Synthesis and characterization of hybrid gold-coated cereal particles from sorghum bran flour and wheatbran flour

Authors: NORTON, AMIE - Kansas State University; KIM, MIN JUNG - Bayer Corporation; Peiris, Kamaranga; COX, SARAH - Kansas Department Of Agriculture; Tilley, Michael; Smolensky, Dmitriy; Bean, Scott

Submitted to: Cereal Chemistry
Publication Type: Peer Reviewed Journal
Publication Acceptance Date: 9/29/2024
Publication Date: 10/16/2024
Citation: Norton, A., Kim, M., Peiris, K.H., Cox, S., Tilley, M., Smolensky, D., Bean, S.R. 2024. Synthesis and characterization of hybrid gold-coated cereal particles from sorghum bran flour and wheatbran flour. Cereal Chemistry. 102(1):23-33. https://doi.org/10.1002/cche.10840.
DOI: https://doi.org/10.1002/cche.10840

Interpretive Summary: Nanotechnology potential has been demonstrated to produce value-added materials from cereal biopolymers. Conventionally, nanoparticles (NPs) have been prepared using carbon-based materials, inorganic metals such as gold and silver, organic matter, or composite-base materials. Nanoparticles have been utilized in many applications, such as drug delivery, tissue engineering, biological labeling, pigments and dyes, and processing aids. The various applications for NPs have led to rising demand for NPs fabricated from eco-friendly biomolecules. Phenolics are promising candidates for mitigating many diseases, such as cardiovascular and cancer. These features have led phenolics to be used in novel ways, for example, as the building blocks for developing new nanomedicine for cancer treatment. As phenolics are known to be concentrated in bran from cereal grains, using bran to form NPs complexed with metals such as gold could further demonstrate the potential for bran-based NPs. This project describes an approach to synthesize NPs from isolated bran from sorghum and wheat. Bran from two different sorghum lines was selected, one from a tannin-containing sorghum and one from a non-tannin type, for differences in phenolic composition and content, and bran from wheat was used as a control due to comparatively low phenolic content. In addition, NPs made from bran and gold were produced and compared to NPs made without gold added.

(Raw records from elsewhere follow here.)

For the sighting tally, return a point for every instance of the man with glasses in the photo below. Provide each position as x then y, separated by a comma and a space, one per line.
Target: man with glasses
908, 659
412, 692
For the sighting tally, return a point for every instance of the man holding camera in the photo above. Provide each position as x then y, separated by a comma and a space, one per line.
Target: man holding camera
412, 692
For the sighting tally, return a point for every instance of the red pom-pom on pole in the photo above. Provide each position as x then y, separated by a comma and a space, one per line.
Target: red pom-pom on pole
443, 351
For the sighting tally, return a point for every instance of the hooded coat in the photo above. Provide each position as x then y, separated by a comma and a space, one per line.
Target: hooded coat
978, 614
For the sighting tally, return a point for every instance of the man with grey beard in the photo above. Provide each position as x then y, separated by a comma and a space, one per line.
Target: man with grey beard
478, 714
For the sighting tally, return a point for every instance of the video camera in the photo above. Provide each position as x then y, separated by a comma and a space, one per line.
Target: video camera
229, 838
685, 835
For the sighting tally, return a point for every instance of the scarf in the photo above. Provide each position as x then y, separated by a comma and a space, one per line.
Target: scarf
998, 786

Technical Abstract: This study investigated the effect of using different phenolic-containing grain brans on nanoparticle properties. This study successfully synthesized nanoparticles from bran flour isolated from three different sources: sorghum (Sumac and Burgundy) and hard red winter wheat (cv. 1863). The phenolic contents of the three brans were measured as 33.40, 4.98, and 1.59 mg GAE/g, respectively. NPs synthesized from the bran flour had phenolic content measuring 6.41 (sorghum-Sumac bran), 5.31 (sorghum-Burgundy bran), and 1.15'mg GAE/g (wheat bran). Adding gold to the NPs decreased phenolic content in all three cases: 2.50 (sorghum-Sumac bran), 1.80 (sorghum-Burgundy bran), and 0.30 (wheat-bran) mg GAE/g. Thus, the synthesis had an impact on the phenolic content. The sizes of the particles were measured using dynamic light scattering: 159 (sorghum-Sumac), 78 (sorghum-Burgundy), and 117 (wheat) nm, respectively. After gold was added, the sizes of the particles changed to 113 (sorghum-Sumac), 115 (sorghum-Burgundy), and 94 (wheat) nm, respectively. Cereal bran is an eco-friendly source of biopolymers for producing nanoparticles. With its high phenolic content, sorghum bran is ideal for making nanoparticles with various applications. Wheat and sorghum bran is a mill by-product that can be used to synthesize nanoparticles, increasing the value of these agricultural products. A method was established to develop gold nanoparticles from grain bran. These methods can be used to develop value-added products across many different applications.